"I wish I could bring Father out here," he added, "but the doctor is against it and perhaps he's right."
She turned impulsively with some idea of making amends for her thoughts. But when Simon, as they were leaving the dining room, inclined his head toward hers, she sprang aside, giving him a strange look in the face.
Of course she must tell him everything; but not to-night—to-night, she thought, he seemed particularly contented. He had gone now to get his hat. The clouds on the previous day had not emptied themselves. Now they once more drove through the heavens, though the moon, at present, shone victoriously. As Annie feared for her starched dress, Simon was going to take her home at once.
When the door had closed upon them, Rachel went into the front room. André was sitting before one of the long windows, the casement of which lay back against the wall. In one of the upper panes of glass, swimming through a bank of wild clouds, the moon was reflected. It was as if the moon were in the room. The heat had increased; lightning played along the sky, and in the garden, the shrubbery, half shrouded in a silvery mist, was motionless.
"Play something for me, André," Rachel said; and going to the window, she stood with her hands clasped behind her neck. How get through this evening—how get through her entire life?
"I thought out a piece after you left Pemoquod. I will play that for you." And passing to the mantel, André took down his fiddle. "I call it your piece," he added softly.

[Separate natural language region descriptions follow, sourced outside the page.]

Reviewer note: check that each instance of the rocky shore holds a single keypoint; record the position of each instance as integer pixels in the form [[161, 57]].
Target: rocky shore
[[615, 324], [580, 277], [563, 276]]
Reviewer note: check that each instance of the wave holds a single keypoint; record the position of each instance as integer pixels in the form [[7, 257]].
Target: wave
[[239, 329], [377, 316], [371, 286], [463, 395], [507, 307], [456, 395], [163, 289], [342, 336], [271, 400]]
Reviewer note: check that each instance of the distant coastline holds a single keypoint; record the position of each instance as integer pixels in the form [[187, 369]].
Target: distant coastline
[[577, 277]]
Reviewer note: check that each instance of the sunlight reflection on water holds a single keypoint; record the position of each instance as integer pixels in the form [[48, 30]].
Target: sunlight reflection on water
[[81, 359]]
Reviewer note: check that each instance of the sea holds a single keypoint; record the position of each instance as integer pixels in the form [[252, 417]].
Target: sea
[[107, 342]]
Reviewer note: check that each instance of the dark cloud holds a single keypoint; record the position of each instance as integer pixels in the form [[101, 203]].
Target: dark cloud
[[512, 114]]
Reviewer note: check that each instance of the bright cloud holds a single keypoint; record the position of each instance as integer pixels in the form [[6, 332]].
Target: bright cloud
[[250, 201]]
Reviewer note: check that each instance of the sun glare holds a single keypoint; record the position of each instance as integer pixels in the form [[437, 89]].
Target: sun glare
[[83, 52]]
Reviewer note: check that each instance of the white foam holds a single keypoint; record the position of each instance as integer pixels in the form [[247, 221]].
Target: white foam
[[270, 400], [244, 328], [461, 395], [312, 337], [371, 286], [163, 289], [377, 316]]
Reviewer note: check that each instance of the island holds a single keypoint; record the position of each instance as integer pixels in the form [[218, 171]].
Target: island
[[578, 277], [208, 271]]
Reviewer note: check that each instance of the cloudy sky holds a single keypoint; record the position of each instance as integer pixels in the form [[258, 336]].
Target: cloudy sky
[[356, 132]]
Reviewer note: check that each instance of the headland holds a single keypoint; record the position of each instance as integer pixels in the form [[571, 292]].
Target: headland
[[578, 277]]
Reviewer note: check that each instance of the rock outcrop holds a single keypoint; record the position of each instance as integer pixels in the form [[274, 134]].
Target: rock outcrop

But Rachel, her eyes on the gleaming garden, did not hear him.
Presently, a mournful and plaintive air, like the voice of a child giving way to grief, began to float through the room. It was instinctive playing, devoid of skill in the technical sense; none the less the sound of the strings was wistful, heart-rending. And suddenly the song gained in force and rang out powerfully; the crude, passionate, beseeching melody flowed from under the nervous, swift-moving bow, and such tenderness and devotion mingled with its flowing, such piercingly-sweet supplication, that Rachel, laying her face on her arm, supported herself against the casement.

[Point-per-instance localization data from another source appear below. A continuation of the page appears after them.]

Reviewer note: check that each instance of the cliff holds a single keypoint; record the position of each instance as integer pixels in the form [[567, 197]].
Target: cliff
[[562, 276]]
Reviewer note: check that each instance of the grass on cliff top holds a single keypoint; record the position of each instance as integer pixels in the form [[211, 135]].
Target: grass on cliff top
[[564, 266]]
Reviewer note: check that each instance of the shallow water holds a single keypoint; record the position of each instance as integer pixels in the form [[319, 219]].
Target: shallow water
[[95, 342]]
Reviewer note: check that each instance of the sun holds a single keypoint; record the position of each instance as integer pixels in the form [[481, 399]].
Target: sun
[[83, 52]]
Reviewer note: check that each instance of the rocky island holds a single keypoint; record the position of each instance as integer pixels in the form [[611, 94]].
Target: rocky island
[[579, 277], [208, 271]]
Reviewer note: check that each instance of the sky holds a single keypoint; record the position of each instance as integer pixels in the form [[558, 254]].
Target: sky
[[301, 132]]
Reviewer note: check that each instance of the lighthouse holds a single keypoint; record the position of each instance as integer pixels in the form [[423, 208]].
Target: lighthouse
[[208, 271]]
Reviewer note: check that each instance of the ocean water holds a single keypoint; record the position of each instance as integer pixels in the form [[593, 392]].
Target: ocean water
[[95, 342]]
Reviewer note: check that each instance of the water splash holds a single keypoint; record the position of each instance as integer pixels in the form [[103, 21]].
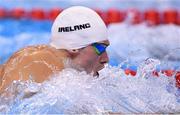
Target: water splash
[[70, 91]]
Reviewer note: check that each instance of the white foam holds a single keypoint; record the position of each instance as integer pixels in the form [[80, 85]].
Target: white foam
[[71, 92]]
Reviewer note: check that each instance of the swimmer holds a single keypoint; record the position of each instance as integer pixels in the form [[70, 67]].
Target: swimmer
[[78, 40]]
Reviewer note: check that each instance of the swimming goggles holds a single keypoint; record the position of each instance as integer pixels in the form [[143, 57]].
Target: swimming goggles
[[99, 48]]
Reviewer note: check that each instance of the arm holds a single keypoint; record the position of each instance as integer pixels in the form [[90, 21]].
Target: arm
[[36, 62]]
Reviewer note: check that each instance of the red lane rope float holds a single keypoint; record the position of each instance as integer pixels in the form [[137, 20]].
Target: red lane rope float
[[134, 15], [115, 16], [170, 16], [18, 13], [152, 17], [168, 73], [2, 13], [37, 14]]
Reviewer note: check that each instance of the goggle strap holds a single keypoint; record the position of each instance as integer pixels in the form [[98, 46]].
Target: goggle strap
[[97, 51]]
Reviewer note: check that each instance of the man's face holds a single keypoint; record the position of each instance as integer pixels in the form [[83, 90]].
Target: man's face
[[90, 61]]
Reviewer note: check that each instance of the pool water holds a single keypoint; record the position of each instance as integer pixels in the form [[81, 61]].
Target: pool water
[[138, 47]]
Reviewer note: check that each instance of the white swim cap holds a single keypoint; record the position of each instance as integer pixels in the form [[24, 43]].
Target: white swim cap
[[77, 27]]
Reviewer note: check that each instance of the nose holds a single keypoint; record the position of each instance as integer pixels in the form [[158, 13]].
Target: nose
[[104, 58]]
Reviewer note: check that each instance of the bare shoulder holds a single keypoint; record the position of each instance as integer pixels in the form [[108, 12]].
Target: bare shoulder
[[39, 62]]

And André, his dark head bent, his cheek pressed to the violin, conscious that she was there before him in her rich dress, played like one in an ecstasy. His body swayed, tears stood on his pale cheeks, but his eyes were closed.

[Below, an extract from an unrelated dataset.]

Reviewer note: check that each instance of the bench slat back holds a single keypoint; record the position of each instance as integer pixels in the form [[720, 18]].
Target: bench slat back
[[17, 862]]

At last, unable to endure the constantly recurring love motif, which was sweeter than the moon, more fathomless than the white moon drowned in space, Rachel fled through the long window. With a fierce movement she lifted her arms above her head; then, as if broken, rested her face against a tree. Rising from the ground beneath her feet, floating between the branches of the mist-hung trees, thrilling through all the spaces of the still and waiting garden, ran the fire of that exquisite melody, sounded those strains of pure and youthful love.